4D printing is conventional 3D printing combined with the additional element of time as the fourth dimension, where the printed objects can re-shape or self-assemble themselves over time with external stimuli, such as mechanical force, temperature, or a magnetic field. 

In this research, the team made use of the elastic energy stored in the stretched precursors for shape morphing. When the stretched ceramic precursors are released, they undergo self-reshaping. After heat treatment, the precursors turn into ceramics. 

The resultant elastomer-derived ceramics are mechanically robust. They can have a high compressive strength-to-density ratio (547 MPa on 1.6 g cm-3 microlattice), and they can come in large sizes with high strength compared to other printed ceramics. 

“The whole process sounds simple, but it’s not,” said Professor Lu. “From making the ink to developing the printing system, we tried many times and different methods. Like squeezing icing on a cake, there are a lot of factors that can affect the outcome, ranging from the type of cream and the size of the nozzle, to the speed and force of squeezing, and the temperature.” 

It took more than two and a half years for the team to overcome the limitations of the existing materials and to develop the whole 4D ceramic printing system. 

In the first shaping method, a 3D-printed ceramic precursor and substrate were first printed with the novel ink. The substrate was stretched using a biaxial stretching device, and joints for connecting the precursor were printed on it. The precursor was then placed on the stretched substrate.
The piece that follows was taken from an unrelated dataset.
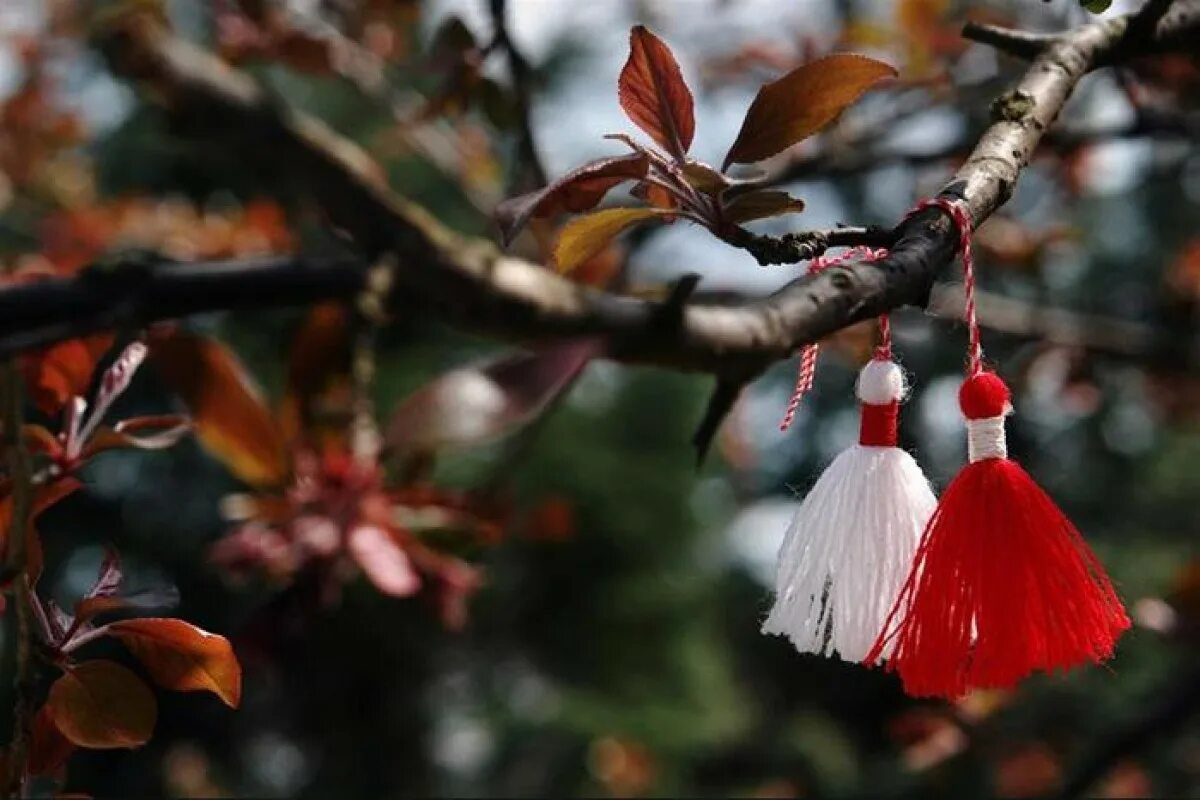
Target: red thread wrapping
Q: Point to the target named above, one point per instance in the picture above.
(880, 425)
With the computer-programmed control of time and the release of the stretched substrate, the materials morphed into the designed shape. 
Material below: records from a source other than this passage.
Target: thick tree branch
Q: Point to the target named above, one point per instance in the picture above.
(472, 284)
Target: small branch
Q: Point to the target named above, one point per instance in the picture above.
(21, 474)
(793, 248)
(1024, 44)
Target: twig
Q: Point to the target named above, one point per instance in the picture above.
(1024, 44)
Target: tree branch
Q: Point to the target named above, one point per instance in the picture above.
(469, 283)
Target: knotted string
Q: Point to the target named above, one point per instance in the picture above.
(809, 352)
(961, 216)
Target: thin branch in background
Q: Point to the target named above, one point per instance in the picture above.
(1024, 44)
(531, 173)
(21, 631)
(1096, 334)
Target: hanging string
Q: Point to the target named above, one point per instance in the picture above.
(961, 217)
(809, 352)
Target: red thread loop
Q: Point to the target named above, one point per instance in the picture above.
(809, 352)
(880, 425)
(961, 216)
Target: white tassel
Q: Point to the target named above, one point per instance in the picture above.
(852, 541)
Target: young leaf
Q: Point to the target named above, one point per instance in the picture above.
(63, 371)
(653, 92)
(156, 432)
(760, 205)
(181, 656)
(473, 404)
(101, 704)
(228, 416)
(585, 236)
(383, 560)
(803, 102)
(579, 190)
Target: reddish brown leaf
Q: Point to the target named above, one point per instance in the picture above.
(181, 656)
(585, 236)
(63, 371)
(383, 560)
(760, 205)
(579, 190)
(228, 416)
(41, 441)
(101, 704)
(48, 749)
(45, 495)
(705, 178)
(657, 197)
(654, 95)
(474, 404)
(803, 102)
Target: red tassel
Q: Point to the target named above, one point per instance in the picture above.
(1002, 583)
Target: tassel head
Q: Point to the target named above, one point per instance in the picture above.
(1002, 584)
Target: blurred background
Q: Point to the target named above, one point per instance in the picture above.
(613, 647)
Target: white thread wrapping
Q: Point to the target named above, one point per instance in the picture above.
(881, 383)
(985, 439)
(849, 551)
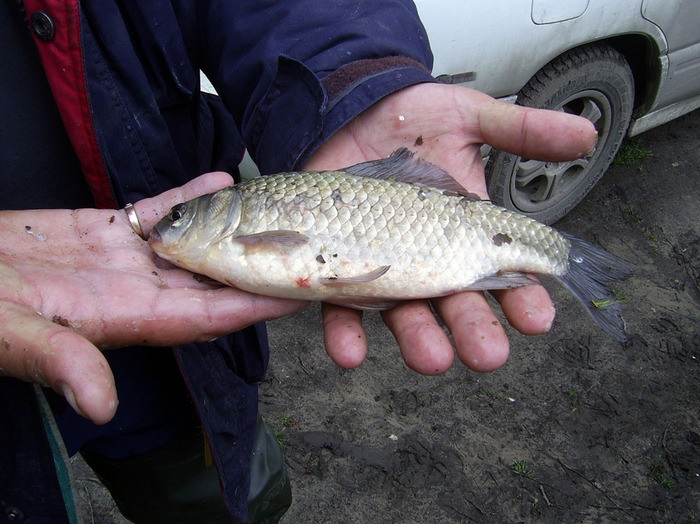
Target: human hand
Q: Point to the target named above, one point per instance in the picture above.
(73, 281)
(446, 125)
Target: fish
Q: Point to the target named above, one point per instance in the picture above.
(377, 233)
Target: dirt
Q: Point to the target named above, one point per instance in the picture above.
(576, 427)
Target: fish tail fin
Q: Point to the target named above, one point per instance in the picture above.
(591, 269)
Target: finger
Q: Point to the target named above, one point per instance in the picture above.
(424, 345)
(151, 210)
(536, 133)
(479, 338)
(36, 350)
(192, 315)
(528, 309)
(344, 337)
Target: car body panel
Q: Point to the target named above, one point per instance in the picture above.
(499, 45)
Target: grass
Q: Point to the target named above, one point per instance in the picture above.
(631, 153)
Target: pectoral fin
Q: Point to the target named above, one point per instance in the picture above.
(502, 280)
(357, 279)
(365, 303)
(280, 240)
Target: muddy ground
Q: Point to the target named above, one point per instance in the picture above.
(576, 427)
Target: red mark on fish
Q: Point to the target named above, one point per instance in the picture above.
(303, 282)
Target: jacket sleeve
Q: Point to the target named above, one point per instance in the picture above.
(293, 72)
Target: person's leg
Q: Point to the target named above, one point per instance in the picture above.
(175, 484)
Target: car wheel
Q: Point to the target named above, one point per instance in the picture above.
(593, 81)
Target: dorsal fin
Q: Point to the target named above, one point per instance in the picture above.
(404, 166)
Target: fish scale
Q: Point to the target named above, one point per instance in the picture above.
(374, 234)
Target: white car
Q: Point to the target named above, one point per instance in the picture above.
(626, 65)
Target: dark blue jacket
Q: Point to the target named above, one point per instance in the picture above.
(125, 75)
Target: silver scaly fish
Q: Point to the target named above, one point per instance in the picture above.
(374, 234)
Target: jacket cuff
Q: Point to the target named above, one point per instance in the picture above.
(300, 111)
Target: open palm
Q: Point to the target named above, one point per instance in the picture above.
(73, 281)
(447, 125)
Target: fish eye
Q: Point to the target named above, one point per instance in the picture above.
(177, 212)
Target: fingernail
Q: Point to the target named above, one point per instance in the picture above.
(70, 398)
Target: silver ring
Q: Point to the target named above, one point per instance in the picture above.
(134, 220)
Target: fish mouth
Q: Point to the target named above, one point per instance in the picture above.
(154, 236)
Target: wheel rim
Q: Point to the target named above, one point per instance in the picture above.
(537, 186)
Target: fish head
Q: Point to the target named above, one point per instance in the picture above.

In the second method, the designed pattern was directly printed on the stretched ceramic precursor. It was then released under computer-programming control and underwent the self-morphing process.

The innovation was published in the latest issue of top academic journal Science Advances under the title “Origami and 4D printing of elastomer-derived ceramic structures”. All research team members are from CityU, including Dr LIU Guo, Research Assistant, Dr ZHAO Yan, Senior Research Associate, and Dr WU Ge, Research Fellow. 

“With the versatile shape-morphing capability of the printed ceramic precursors, its application can be huge!” said Professor Lu. One promising application will be for electronic devices. Ceramic materials have much better performance in transmitting electromagnetic signals than metallic materials. With the arrival of 5G networks, ceramic products will play a more important role in the manufacture of electronic products. The artistic nature of ceramics and their capability to form complex shapes also provide the potential for consumers to tailor-make uniquely designed ceramic mobile phone back plates. 

Furthermore, this innovation can be applied in the aerospace industry and space exploration. “Since ceramic is a mechanically robust material that can tolerate high temperatures, the 4D-printed ceramic has high potential to be used as a propulsion component in the aerospace field,” said Prof Lu. 

Riding on the breakthrough in material and 4D-printing technique advancement, Prof Lu said the next step is to enhance the mechanical properties of the material, such as reducing its brittleness. 

The research was supported by the Major Program of National Natural Science Foundation of China, the Hong Kong Collaborative Research Fund Scheme and Theme-based Research Scheme, the Innovation and Technology Commission via the Hong Kong Branch of National Precious Metals Material Engineering Research Center, the Guangdong Provincial Department of Science and Technology, and the Science and Technology Innovation Commission of Shenzhen Municipality.